| Vorrei
aver la possibilità di un sostegno sulle tematiche inerenti
ai miei bambini. La nostra storia è lunghissima e io sono
prolissa nello scrivere. Mi limito per brevità a schematizzare:
-
Marito e moglie (io) separati dopo quasi 25 anni di unione, per
decisione del marito. La separazione è avvenuta 4 anni fa,
in corrispondenza di nuova relazione di quest'ultimo con persona
residente in altra città. Nessuna grossa scenata fra coniugi
nel periodo critico, attualmente rapporti formalmente civili. Attualmente
lui è tornato a stare nella casa in cui abitava prima di
sposarsi, con i familiari di origine.
- Due figli adottivi (decisione presa di comune accordo, almeno
in apparenza): il primo arrivato piccolo, l'altra a 4 anni, 3 anni
dopo il primo. Ora hanno 10 e 9 anni.
- Mamma (io) ora quasi 50enne, depressa. Nessun nuovo legame sentimentale
dopo la separazione.
- Mamma molto arrabbiata col padre.
- Mamma recentemente trasferita dal profondo sud in una bella città
del nord, per propria (ebbene sì) decisione. Pendolare, lavora
in XXXX con ruolo professionale.
- Padre attualmente visita i bambini ogni due/tre settimane, in
cui li conduce nella località della compagna: in pratica
fonde le visite ai bambini con quelle alla compagna. Telefona ai
figli con parsimonia, settimanalmente. Non accetta volentieri l'idea
che abbiano problemi, sopratutto se questo comporta potenziali spese
in terapie e specialisti.
- Figli con basso rendimento scolastico, il più grande non
riesce a stare attento ed è vivacissimo, la seconda ha passato
i primi 4 anni in un istituto, ha un ritardo nello sviluppo di circa
2 anni ed ha l'aiuto dell'insegnante di sostegno. Entrambi hanno
sofferto (ovviamente) moltissimo la separazione.

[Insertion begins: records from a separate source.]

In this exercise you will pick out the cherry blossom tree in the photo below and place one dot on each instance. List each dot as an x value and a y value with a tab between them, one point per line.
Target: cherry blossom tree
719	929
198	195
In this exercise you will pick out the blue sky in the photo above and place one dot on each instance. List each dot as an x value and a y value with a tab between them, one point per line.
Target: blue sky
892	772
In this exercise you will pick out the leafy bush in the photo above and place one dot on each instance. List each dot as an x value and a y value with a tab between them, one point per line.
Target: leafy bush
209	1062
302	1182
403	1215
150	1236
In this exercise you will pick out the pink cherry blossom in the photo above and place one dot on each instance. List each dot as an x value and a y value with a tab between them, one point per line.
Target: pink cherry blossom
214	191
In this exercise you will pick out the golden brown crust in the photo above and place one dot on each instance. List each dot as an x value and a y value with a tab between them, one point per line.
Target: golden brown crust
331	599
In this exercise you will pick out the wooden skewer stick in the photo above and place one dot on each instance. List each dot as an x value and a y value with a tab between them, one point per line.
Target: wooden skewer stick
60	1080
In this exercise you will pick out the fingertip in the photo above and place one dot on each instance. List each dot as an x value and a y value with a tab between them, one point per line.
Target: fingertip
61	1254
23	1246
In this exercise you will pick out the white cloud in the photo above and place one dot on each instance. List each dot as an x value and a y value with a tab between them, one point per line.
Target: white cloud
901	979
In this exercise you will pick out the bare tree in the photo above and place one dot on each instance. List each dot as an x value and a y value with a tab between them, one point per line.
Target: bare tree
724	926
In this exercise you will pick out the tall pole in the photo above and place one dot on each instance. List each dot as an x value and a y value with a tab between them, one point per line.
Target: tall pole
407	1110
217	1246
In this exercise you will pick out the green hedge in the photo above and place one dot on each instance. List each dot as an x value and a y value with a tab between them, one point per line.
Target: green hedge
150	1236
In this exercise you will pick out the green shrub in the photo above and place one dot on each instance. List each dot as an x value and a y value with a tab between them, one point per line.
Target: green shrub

Sono molto stanca e temo di non farcela, anche se mai e poi mai
tornerei indietro nella decisione di cambiare città: qui
i miei figli hanno ricominciato a vivere e iniziato per la prima
volta ad aprirsi al mondo e socializzare. Spesso i bambini ricevono
da me reazioni esasperate e questo angoscia sia loro che me.
Vorrei
anche un po' di tempo per me, non sono più giovane e mi piacerebbe
poter coltivare qualche interesse al di fuori di loro, ma l'ansia
continua che mi danno mi porta a rinunciare quasi a tutto. Inoltre
il lavoro è molto impegnativo e per questioni più
affettive che economiche (ma ci sono anche quelle) non amo delegare
la mia funzione di mamma a terzi: sono stati già abbastanza
abbandonati nella loro breve storia.
Qui
il quadro generale, il contesto: poi ci sono questioni più
specifiche, riguardanti le difficoltà che i bimbi stanno
incontrando nel loro crescere. Entrambi però sono ancora
(non so come, viste le mie "cadute" di pazienza con loro)
aperti al mondo, di umore spesso allegro e molto affettuosi. Le
difficoltà scolastiche sono in pratica l'elemento più
vistoso a partire dal quale sto chiedendo aiuto.